Levicept Ltd will present new findings from its Phase 2 trial of LEVI-04, a first-in-class neurotrophin-3 inhibitor, at the American College of Rheumatology’s annual meeting, ACR Convergence 2025, held from 24–29 October in Chicago. The data highlight dose-dependent reductions in bone marrow lesion presence and area in patients with osteoarthritis (OA), alongside improvements in patient-reported symptoms, including pain.

The Phase 2 study was a multiarm, multicentre, randomized, double-blind, placebo-controlled trial enrolling 518 participants with knee osteoarthritis and associated pain and disability (ClinicalTrials.gov ID: NCT05618782). Previous results from the study confirmed that LEVI-04 met its primary efficacy endpoint, demonstrating significant analgesic effects and a favourable safety and tolerability profile.

Professor Philip Conaghan MBBS, director of the NIHR Leeds Biomedical Research Centre and principal investigator, said: “We look forward to presenting new data from this large, robust study of LEVI-04 at ACR Convergence 2025. For the first time, we will show findings which suggest that LEVI-04 holds promise as a therapy to provide contemporaneous modification of joint structure—bone marrow lesions—and symptoms of OA including pain.
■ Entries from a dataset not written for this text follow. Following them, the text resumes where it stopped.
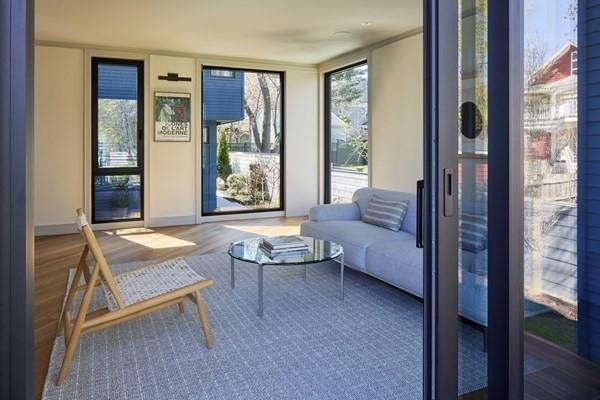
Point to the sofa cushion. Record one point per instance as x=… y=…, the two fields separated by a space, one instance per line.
x=387 y=214
x=354 y=236
x=397 y=262
x=409 y=224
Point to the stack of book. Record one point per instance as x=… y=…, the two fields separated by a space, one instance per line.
x=288 y=246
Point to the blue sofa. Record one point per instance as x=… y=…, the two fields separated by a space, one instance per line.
x=387 y=255
x=393 y=256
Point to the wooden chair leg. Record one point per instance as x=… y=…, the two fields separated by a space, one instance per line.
x=68 y=357
x=77 y=327
x=69 y=301
x=203 y=318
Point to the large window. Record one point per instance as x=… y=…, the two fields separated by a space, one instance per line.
x=346 y=132
x=550 y=167
x=242 y=140
x=117 y=140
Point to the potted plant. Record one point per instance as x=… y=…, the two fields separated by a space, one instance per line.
x=119 y=200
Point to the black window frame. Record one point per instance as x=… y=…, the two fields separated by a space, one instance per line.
x=117 y=171
x=327 y=126
x=282 y=175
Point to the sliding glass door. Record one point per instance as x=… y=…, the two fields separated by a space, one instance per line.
x=346 y=132
x=474 y=195
x=117 y=140
x=242 y=141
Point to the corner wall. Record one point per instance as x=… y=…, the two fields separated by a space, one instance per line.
x=396 y=102
x=173 y=175
x=59 y=137
x=395 y=111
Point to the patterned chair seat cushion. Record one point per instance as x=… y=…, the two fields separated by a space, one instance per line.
x=151 y=281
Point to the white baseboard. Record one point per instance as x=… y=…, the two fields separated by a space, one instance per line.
x=171 y=221
x=242 y=216
x=60 y=229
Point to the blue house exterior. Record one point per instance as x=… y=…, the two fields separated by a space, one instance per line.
x=222 y=102
x=588 y=235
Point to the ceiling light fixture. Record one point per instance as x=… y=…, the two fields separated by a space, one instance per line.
x=342 y=34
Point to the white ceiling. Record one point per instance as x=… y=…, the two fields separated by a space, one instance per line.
x=299 y=31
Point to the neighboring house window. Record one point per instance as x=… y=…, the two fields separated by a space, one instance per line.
x=222 y=73
x=242 y=153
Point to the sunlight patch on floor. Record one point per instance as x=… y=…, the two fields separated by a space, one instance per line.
x=263 y=230
x=157 y=240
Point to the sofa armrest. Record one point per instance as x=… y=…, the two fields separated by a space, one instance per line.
x=335 y=212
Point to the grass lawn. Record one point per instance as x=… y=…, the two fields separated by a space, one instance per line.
x=554 y=328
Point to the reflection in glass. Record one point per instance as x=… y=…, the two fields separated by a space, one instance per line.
x=473 y=196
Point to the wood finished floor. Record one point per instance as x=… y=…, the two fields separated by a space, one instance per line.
x=567 y=377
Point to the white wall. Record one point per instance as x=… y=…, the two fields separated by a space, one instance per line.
x=396 y=101
x=395 y=110
x=173 y=175
x=59 y=136
x=172 y=165
x=301 y=142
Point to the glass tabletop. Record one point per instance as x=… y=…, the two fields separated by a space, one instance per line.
x=318 y=251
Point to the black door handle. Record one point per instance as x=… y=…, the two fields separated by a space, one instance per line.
x=420 y=190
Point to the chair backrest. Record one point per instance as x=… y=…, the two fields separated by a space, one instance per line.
x=104 y=270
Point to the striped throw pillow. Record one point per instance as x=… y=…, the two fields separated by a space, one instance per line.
x=388 y=214
x=473 y=231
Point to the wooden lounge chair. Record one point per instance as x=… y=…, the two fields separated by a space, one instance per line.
x=129 y=294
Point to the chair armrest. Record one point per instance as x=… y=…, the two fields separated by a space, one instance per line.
x=335 y=212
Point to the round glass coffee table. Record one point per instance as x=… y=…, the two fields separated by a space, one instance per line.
x=318 y=251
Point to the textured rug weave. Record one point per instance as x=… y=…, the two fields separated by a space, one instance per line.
x=308 y=345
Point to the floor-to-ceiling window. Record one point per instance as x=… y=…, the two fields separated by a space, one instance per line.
x=473 y=193
x=117 y=140
x=242 y=140
x=346 y=132
x=550 y=170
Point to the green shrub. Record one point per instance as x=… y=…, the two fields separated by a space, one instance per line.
x=238 y=184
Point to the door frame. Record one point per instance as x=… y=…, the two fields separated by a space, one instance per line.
x=16 y=187
x=505 y=186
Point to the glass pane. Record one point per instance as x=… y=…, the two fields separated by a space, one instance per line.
x=348 y=133
x=117 y=197
x=552 y=300
x=242 y=132
x=117 y=116
x=473 y=191
x=551 y=170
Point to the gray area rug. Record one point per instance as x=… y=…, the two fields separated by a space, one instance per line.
x=308 y=345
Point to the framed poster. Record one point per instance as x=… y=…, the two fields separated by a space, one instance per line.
x=172 y=117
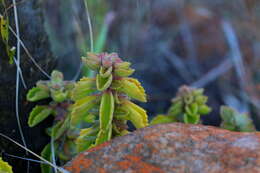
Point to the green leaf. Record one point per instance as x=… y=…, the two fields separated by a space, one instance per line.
x=104 y=135
x=56 y=77
x=47 y=154
x=5 y=167
x=59 y=128
x=90 y=118
x=83 y=88
x=124 y=72
x=161 y=119
x=204 y=109
x=137 y=115
x=92 y=61
x=38 y=114
x=106 y=110
x=86 y=138
x=103 y=83
x=105 y=72
x=81 y=107
x=4 y=24
x=132 y=88
x=37 y=93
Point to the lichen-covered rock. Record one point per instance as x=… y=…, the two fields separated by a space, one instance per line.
x=173 y=148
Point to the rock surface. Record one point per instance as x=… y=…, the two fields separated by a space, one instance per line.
x=173 y=148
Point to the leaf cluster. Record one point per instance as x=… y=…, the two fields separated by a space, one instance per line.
x=4 y=33
x=105 y=100
x=187 y=107
x=58 y=92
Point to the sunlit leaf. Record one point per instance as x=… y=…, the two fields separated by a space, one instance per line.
x=132 y=88
x=106 y=110
x=59 y=95
x=56 y=77
x=104 y=135
x=137 y=115
x=105 y=72
x=92 y=61
x=83 y=88
x=86 y=138
x=81 y=107
x=38 y=114
x=103 y=83
x=37 y=93
x=162 y=119
x=4 y=24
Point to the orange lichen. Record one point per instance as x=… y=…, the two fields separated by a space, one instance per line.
x=101 y=170
x=138 y=148
x=139 y=165
x=124 y=164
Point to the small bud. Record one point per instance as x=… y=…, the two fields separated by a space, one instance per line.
x=58 y=95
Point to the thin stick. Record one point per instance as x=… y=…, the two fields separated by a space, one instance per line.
x=90 y=27
x=36 y=155
x=29 y=54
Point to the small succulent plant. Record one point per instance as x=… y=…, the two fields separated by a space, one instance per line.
x=235 y=121
x=58 y=92
x=104 y=102
x=5 y=167
x=187 y=107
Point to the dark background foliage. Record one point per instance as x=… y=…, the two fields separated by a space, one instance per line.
x=202 y=43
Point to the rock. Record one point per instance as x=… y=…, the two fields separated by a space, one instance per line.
x=173 y=148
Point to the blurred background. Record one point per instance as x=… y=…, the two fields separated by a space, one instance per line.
x=201 y=43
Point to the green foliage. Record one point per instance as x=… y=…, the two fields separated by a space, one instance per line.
x=5 y=167
x=235 y=121
x=104 y=101
x=187 y=107
x=4 y=32
x=59 y=92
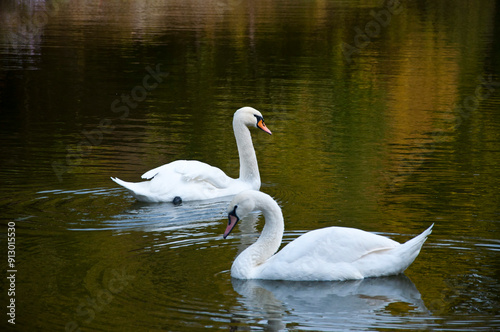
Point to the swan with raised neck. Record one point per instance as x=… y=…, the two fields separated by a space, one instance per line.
x=332 y=253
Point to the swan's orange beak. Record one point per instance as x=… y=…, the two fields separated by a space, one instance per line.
x=232 y=220
x=263 y=126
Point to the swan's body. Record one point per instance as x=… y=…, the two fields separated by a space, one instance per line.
x=192 y=180
x=332 y=253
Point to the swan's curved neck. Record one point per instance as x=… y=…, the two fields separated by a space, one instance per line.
x=266 y=245
x=249 y=169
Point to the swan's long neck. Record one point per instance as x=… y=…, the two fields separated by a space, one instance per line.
x=266 y=245
x=249 y=169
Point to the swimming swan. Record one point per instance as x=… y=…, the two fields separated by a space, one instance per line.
x=192 y=180
x=332 y=253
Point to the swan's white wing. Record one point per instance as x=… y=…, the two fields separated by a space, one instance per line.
x=324 y=254
x=191 y=171
x=335 y=244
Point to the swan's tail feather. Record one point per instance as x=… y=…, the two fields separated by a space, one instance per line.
x=409 y=250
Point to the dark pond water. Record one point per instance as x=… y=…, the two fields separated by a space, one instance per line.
x=385 y=117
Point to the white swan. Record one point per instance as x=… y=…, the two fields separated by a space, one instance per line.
x=191 y=180
x=332 y=253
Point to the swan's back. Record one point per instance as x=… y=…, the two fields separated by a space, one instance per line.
x=340 y=253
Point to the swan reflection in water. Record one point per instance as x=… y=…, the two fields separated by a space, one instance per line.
x=166 y=216
x=326 y=305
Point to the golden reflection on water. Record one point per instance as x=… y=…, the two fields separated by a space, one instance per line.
x=376 y=143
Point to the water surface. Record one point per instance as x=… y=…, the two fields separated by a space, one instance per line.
x=384 y=118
We will also present an analysis of LEVI-04’s mechanism of action and further studies which we believe add to the evidence of LEVI-04’s potential to offer a vital new treatment option for millions of patients worldwide in need.”

Additional presentations at ACR Convergence will detail LEVI-04’s mechanism of action, functional outcomes and imaging screening exclusions, providing a comprehensive view of the biologic’s therapeutic potential. LEVI-04 is being developed as a non-addictive alternative for OA pain management, addressing both structural disease and symptomatic relief.

Levicept’s Phase 2 trial underscores the potential for LEVI-04 to combine structural joint modification with pain reduction in a patient population with limited treatment options. The results are expected to inform subsequent clinical development and regulatory strategy for the therapy.